Desde o seu assassinato, há duas linhas de
comentários a respeito do "Caso Marielle Franco": a primeira se refere à pessoa
Marielle, pessoa esta que teria inflado o “ódio da direita”, ao ponto de
representantes de tal linha política não suportarem a existência da vereadora,
razão pela qual a executaram. “Ora, como pode uma mulher negra, homossexual,
feminista, socialista, do PSOL, oriunda do complexo de favelas da Maré, na
cidade do Rio de Janeiro, ter esse destaque?”, pensariam aqueles que a odiavam,
motivando-se, assim, a matá-la. A outra linha de comentário se refere à demora
para a elucidação do caso, e a reflexão envolve o mesmo raciocínio: “Ora, as
investigações só podem estar demorando porque se trata de uma mulher negra, homossexual, feminista, socialista, do
PSOL, oriunda do complexo de favelas da Maré!”. Ambas as linhas de comentários
certamente influenciaram a fase inicial das investigações, as quais se inclinaram para a ideia de
que o crime cometido foi motivado por ódio. Entretanto, ainda que à distância e
sem os autos do inquérito, me parece claro, tendo em vista aquilo que vaza pela
mídia, de que o assassinato teve outras motivações, e estas certamente são
econômicas e, talvez, políticas.
Não quero, nesse meu breve texto, inclinar-me
sobre especificidades do caso, mas gostaria de focar naquilo que o torna
efetivamente especial: uma parlamentar foi assassinada.
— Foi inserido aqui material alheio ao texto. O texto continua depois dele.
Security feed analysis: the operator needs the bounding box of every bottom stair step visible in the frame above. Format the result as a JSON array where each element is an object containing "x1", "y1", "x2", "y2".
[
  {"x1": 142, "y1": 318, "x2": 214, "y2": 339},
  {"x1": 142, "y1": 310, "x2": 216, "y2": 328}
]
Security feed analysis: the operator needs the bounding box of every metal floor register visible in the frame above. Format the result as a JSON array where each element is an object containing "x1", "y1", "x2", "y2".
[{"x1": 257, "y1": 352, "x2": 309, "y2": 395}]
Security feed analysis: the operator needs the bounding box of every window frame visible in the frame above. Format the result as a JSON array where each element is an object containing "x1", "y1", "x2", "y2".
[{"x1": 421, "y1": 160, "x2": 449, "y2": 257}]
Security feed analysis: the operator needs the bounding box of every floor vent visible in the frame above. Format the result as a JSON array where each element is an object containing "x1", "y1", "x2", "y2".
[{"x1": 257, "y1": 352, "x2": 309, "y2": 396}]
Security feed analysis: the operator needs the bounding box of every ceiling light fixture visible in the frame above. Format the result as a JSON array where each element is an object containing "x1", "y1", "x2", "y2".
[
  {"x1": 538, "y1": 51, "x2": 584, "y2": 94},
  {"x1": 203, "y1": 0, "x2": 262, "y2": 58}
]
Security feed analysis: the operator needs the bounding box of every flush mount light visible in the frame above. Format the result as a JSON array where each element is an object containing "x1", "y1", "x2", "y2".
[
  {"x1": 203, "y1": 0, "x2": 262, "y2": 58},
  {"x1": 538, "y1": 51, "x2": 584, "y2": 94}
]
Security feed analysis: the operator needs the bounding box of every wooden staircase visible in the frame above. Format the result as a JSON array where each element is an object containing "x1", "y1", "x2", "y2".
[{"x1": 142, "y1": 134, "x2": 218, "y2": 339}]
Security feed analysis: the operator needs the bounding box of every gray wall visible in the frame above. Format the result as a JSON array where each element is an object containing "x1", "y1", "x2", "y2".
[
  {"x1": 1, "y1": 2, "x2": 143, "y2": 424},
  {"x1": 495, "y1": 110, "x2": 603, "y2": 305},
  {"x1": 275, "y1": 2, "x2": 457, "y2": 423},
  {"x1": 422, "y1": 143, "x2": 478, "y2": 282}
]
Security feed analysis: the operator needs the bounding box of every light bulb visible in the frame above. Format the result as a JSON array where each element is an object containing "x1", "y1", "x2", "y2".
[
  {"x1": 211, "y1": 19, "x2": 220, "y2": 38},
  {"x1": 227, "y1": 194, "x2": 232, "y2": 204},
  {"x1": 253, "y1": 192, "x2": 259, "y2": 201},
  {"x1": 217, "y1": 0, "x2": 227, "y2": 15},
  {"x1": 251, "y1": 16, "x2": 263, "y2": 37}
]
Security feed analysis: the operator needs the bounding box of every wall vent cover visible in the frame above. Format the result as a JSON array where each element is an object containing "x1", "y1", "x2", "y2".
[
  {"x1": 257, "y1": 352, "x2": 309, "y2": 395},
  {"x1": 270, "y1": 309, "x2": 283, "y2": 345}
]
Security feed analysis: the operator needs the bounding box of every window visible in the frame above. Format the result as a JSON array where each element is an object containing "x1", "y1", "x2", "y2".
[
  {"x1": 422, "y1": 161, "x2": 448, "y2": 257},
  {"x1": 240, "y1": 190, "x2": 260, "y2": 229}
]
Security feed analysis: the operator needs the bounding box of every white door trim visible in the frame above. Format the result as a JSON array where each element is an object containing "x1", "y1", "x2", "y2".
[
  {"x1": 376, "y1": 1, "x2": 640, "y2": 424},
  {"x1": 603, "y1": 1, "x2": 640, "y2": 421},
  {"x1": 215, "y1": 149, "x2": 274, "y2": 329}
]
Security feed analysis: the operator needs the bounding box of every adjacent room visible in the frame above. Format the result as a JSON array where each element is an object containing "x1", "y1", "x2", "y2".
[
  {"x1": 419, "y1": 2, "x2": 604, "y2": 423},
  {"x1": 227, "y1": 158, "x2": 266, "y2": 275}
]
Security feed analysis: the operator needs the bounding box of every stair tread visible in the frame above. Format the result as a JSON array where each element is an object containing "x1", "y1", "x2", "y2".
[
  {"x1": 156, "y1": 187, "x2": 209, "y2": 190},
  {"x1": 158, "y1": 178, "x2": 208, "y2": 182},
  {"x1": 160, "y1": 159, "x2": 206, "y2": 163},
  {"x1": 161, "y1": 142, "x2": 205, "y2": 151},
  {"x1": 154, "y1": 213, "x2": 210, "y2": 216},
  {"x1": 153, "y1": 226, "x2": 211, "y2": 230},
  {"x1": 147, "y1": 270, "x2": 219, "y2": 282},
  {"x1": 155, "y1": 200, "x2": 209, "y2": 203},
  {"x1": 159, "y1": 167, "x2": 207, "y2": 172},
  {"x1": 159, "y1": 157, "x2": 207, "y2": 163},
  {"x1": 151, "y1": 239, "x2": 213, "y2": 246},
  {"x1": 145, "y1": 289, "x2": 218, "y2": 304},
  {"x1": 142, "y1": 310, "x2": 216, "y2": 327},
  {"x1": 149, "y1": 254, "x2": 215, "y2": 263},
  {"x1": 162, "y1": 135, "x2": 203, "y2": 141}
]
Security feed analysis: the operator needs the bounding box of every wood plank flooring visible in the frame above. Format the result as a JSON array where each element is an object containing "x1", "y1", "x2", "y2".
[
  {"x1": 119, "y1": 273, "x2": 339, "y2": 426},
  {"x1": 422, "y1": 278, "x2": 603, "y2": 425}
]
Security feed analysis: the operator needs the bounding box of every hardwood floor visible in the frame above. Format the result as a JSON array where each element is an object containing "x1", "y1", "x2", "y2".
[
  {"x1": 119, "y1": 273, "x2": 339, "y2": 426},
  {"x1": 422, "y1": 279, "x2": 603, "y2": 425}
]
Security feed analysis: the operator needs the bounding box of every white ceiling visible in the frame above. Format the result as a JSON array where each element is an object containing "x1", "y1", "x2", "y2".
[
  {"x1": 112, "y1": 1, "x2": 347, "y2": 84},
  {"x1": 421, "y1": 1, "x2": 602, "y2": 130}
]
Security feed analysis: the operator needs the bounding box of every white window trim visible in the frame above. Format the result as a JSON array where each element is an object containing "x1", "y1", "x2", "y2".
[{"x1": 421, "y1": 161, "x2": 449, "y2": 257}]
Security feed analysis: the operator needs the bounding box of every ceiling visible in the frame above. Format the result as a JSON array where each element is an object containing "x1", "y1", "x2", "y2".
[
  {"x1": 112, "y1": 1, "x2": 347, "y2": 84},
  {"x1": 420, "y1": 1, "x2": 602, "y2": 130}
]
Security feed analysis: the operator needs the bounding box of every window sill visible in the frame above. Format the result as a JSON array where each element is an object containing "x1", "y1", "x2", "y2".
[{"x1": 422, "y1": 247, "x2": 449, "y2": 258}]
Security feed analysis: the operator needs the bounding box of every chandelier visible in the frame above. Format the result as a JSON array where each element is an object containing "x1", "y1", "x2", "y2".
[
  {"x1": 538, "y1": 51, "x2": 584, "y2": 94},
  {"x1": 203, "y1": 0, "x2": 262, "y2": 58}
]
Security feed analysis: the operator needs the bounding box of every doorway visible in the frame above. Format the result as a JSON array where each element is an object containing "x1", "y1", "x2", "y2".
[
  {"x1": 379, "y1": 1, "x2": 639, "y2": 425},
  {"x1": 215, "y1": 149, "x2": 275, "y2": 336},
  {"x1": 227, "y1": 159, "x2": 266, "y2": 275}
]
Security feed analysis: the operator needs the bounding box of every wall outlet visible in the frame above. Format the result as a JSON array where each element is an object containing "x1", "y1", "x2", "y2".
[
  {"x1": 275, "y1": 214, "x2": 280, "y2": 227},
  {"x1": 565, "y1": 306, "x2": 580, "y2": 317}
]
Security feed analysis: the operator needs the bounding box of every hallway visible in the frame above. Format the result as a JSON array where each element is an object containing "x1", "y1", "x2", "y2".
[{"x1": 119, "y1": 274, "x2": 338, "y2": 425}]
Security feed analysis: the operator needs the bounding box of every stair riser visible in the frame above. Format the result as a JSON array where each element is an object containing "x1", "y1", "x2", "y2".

Não importa se Marielle
era mulher, negra, homossexual, socialista, do PSOL, oriunda da favela,
tampouco as suas bandeiras. Tratava-se, em primeiro lugar, de uma pessoa, um
ser humano que, independentemente das motivações, foi executada injusta e brutalmente.
Em segundo lugar, quando esse ser humano é um parlamentar, vemos todo um
sistema ameaçado. Marielle pode ter sido morta, mas a arma foi apontada contra
toda a sociedade, a ameaça permanece, o medo ecoa. Um assassinato de um eleito
pelo povo, seja ele um parlamentar, seja ele um chefe do executivo (ou um
candidato a tal, como foi o caso de Jair Bolsonaro em setembro do ano passado,
que por pouco não foi morto por um militante do PSOL), é um recado duro e
assustador daqueles que temem perder seu poder, privilégios ou a hegemonia de
uma visão. Uma mensagem de que o “jogo da democracia” só pode ser jogado se
reservados os limites estabelecidos por aqueles que vivem à margem de suas
regras, ou seja, da lei. Tal constatação é assustadora e nos dá a sensação de
que vivemos uma ficção, de que nossas normas são ilusórias, de que esse sistema
que se encontra pútrido não tem solução.
Assim, toda ordem é corrompida a partir do momento
em que não só cidadãos comuns são ameaçados, perseguidos e mortos por
manifestarem determinado posicionamento político ou realizarem ações que acabam
por contrariar interesses, sejam estes legais ou ilegais, mas também, e talvez
principalmente, quando representantes eleitos pelo povo são eliminados. Nesse
último caso, os tiros (e a facada) são contra todas as pessoas e de todas as
visões. A tendência, assim, é que as regras deixem de existir como tal, e o
caçador de hoje vira a caça de amanhã. Ao final, resta a corrupção, o medo e o
sangue.
O "caso Marielle" não é o primeiro e nem será o
último envolvendo o homicídio de um parlamentar. Depois dela tentou-se eliminar
Bolsonaro e, Brasil afora, nos grandes ou pequenos centros, infelizmente sempre
há casos semelhantes registrados pela polícia. A importância do caso da
falecida vereadora está na simbologia, de modo que encontrar seus executores e
mandantes e condená-los à pena merecida significará a vitória da civilização e
do Estado de Direito sobre a barbárie e a ignorância, ainda que seja a vitória de uma mera batalha, uma vez que a guerra pela justiça é eterna.